The Black Line Initiative
Blog post, April 4 2015
The Black Line Initiative has arisen as a result of the film ‘Aluna’ and interest raised in the Kogi people of northern Colombia. Last summer, inspired by watching this film, I spent time walking along sections of my own local rivers the Brue and the Axe, and getting to know them. Then the (much delayed) general release of the film towards the end of last year coincided with two significant things.
One was a series of dramatic events – including a massive and lethal thunderstorm – in the Sierra Nevada de Santa Marta, where the Kogi live; this has convinced them that they need to be proactive in working with ‘little brother’, the people of the modern world, in making efforts to turn back the tide of ecological destruction that is now threatening life on this planet. The other was that the film’s producer, Alan Ereira, found himself inundated with messages from people all over the world saying ‘great film, but what can we actually do?’
The result is the Black Line Initiative, which is just beginning to take shape. In Kogi terminology the ‘Black Line’ is the spiritual connection between everything, and in this particular context the link between people all over the world who are committed, within the context of their own local environment, to being part of making the necessary global change. The Kogi are preparing to give direct support to people working in their own localities around the world. Alan Ereira, after meeting with the Kogi mama Alejandro during a visit to Colombia last November, wrote this on his blog:
“We talked about encouraging people in all countries to form associations to befriend their own river and their own countryside, woodland or landscape. The Mamas will help them. They will communicate directly with all who ask, responding to each group’s pictures of what they are protecting. They will consult and advise. A new movement is being born from Gonwindua, this mountain. Go-na-win-dua means the place where all life is anticipated and quickened, the place which nurtures the birth of all things. They say the foot of the mountain is the origin of the thread that connects all nature and all of us.

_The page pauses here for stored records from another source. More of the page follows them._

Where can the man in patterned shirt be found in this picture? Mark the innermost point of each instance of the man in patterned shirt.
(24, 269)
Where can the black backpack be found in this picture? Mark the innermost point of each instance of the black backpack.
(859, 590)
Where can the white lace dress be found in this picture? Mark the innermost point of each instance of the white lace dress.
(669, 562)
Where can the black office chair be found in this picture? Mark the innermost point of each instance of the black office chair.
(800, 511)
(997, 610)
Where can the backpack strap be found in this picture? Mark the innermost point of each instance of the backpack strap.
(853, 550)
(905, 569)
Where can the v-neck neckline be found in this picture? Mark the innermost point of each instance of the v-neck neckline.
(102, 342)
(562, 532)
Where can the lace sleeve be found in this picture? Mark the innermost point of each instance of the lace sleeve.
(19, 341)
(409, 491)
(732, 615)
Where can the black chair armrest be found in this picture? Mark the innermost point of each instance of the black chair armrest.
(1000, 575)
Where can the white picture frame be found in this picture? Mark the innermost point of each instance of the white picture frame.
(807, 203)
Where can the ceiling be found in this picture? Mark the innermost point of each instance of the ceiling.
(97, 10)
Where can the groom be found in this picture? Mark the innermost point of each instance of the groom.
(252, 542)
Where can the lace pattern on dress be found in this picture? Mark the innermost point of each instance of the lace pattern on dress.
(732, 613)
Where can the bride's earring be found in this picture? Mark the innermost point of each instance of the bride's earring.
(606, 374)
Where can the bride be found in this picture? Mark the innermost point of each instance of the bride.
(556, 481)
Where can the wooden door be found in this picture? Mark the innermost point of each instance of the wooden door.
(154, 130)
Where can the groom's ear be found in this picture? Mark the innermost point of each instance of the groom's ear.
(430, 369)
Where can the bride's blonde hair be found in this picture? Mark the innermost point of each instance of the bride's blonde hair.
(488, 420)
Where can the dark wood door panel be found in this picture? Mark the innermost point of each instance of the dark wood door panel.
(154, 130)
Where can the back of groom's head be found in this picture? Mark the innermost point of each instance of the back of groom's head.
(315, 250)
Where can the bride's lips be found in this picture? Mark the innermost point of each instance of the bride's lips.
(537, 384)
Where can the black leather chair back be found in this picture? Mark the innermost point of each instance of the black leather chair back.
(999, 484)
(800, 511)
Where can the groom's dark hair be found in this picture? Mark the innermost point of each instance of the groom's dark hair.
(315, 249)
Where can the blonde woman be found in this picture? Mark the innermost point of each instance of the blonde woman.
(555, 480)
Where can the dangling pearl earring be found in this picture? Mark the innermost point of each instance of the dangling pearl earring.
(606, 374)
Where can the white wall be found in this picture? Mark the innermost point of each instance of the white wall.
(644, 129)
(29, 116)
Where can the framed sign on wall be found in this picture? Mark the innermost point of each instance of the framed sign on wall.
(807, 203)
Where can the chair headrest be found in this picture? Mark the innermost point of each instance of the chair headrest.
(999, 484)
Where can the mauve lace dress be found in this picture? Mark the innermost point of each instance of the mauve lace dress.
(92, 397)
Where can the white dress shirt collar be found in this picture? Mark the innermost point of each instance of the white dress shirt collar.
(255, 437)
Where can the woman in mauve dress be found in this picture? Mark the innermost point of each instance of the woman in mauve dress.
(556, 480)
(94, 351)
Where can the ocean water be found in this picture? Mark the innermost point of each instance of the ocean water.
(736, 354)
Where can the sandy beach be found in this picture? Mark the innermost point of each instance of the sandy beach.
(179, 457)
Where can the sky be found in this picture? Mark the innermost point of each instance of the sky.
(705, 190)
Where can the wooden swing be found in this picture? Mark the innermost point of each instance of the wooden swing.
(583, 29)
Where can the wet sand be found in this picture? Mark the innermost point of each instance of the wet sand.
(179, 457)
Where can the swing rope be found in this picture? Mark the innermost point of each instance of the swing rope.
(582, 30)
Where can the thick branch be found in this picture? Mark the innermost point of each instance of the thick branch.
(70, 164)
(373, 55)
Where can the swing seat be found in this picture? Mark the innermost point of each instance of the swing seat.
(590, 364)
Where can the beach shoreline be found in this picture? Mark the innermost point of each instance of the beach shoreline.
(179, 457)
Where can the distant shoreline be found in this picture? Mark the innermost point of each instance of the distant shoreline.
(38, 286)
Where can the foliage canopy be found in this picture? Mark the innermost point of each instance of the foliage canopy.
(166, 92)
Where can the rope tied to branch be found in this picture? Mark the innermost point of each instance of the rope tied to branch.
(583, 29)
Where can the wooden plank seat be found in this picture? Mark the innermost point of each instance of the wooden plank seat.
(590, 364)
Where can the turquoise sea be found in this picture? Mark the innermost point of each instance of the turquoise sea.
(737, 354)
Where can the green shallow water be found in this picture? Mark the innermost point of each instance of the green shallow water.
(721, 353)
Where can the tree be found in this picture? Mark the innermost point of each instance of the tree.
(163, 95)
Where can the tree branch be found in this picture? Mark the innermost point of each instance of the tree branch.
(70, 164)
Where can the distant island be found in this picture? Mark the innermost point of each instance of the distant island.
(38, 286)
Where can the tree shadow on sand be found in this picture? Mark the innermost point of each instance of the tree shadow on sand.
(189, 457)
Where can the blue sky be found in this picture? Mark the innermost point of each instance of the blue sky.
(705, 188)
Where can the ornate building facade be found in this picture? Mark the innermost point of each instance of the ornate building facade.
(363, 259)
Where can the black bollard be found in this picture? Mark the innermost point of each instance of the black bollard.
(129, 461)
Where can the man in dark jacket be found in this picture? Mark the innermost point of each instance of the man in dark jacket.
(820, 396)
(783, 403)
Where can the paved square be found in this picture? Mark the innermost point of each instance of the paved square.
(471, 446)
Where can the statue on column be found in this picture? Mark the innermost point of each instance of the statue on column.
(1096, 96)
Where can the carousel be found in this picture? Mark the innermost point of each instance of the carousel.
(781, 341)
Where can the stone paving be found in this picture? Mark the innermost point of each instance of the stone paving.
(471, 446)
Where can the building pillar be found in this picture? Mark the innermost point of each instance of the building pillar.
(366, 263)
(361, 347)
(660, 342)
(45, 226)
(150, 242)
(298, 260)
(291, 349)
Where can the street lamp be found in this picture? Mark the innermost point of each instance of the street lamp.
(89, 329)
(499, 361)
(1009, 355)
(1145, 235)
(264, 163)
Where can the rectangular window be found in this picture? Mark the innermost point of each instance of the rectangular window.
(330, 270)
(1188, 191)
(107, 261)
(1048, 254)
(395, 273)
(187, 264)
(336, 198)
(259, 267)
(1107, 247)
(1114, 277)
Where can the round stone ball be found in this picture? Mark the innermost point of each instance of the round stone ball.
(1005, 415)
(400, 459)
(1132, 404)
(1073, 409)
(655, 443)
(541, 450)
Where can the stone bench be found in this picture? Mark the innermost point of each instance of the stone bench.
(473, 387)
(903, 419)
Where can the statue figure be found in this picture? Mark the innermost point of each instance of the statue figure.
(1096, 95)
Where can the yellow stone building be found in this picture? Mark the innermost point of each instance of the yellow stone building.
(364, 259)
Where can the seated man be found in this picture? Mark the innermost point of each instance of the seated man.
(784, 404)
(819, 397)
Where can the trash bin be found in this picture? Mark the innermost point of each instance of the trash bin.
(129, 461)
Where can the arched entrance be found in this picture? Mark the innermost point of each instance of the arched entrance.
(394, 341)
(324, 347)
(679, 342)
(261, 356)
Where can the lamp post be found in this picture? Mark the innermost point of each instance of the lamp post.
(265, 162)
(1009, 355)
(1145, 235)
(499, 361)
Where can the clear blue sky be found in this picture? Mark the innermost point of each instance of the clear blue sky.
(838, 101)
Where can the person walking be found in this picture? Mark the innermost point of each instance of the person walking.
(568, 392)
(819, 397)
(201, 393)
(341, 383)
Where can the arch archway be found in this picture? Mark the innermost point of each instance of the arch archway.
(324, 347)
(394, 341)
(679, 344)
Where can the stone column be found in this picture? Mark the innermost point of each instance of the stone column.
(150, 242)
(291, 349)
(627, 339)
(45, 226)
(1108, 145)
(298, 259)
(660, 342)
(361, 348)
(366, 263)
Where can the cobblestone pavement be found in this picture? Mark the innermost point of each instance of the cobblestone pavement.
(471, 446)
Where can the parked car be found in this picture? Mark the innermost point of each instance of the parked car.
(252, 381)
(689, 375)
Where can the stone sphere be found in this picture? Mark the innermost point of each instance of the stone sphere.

“Now, Mama Alejandro says, the Mamas will consider how, in practical terms, they will do this – and make clear that what comes back when people ask for help is truly from them. Meantime the associations, Friend of the River, Friend of the Wood, of the Forest, of the Field, of the Desert, should grow and go to work. And the Mamas will speak to them.”
This initiative, inspired by the thinking and actions of the Kogi themselves as indigenous people, is different from what we would think of as a ‘political movement.’ The Kogis’ exhortation to ‘make friends with your local river, forest, mountain, desert …’ directly addresses the key problem of modern peoples’ disconnection from the natural world – physical, emotional and psychological. The Kogi are particularly concerned that we should look after our rivers.
All this has arrived just as my own project with the River Brue is picking up momentum. I have compiled a history of the river over the winter, and I am planning a five-day walk from the source of the River Brue to the mouth of the River Axe over midsummer in June, looking towards publishing a book later in the year. Meanwhile, the Black Line Initiative is being officially launched in London on April 20th. The co-ordinator in England is my friend Felipe Viveros, who lives near Baltonsborough, and I am helping to organise a local presentation; this will be taking place at Glastonbury’s Red Brick Building on Thursday June 4th.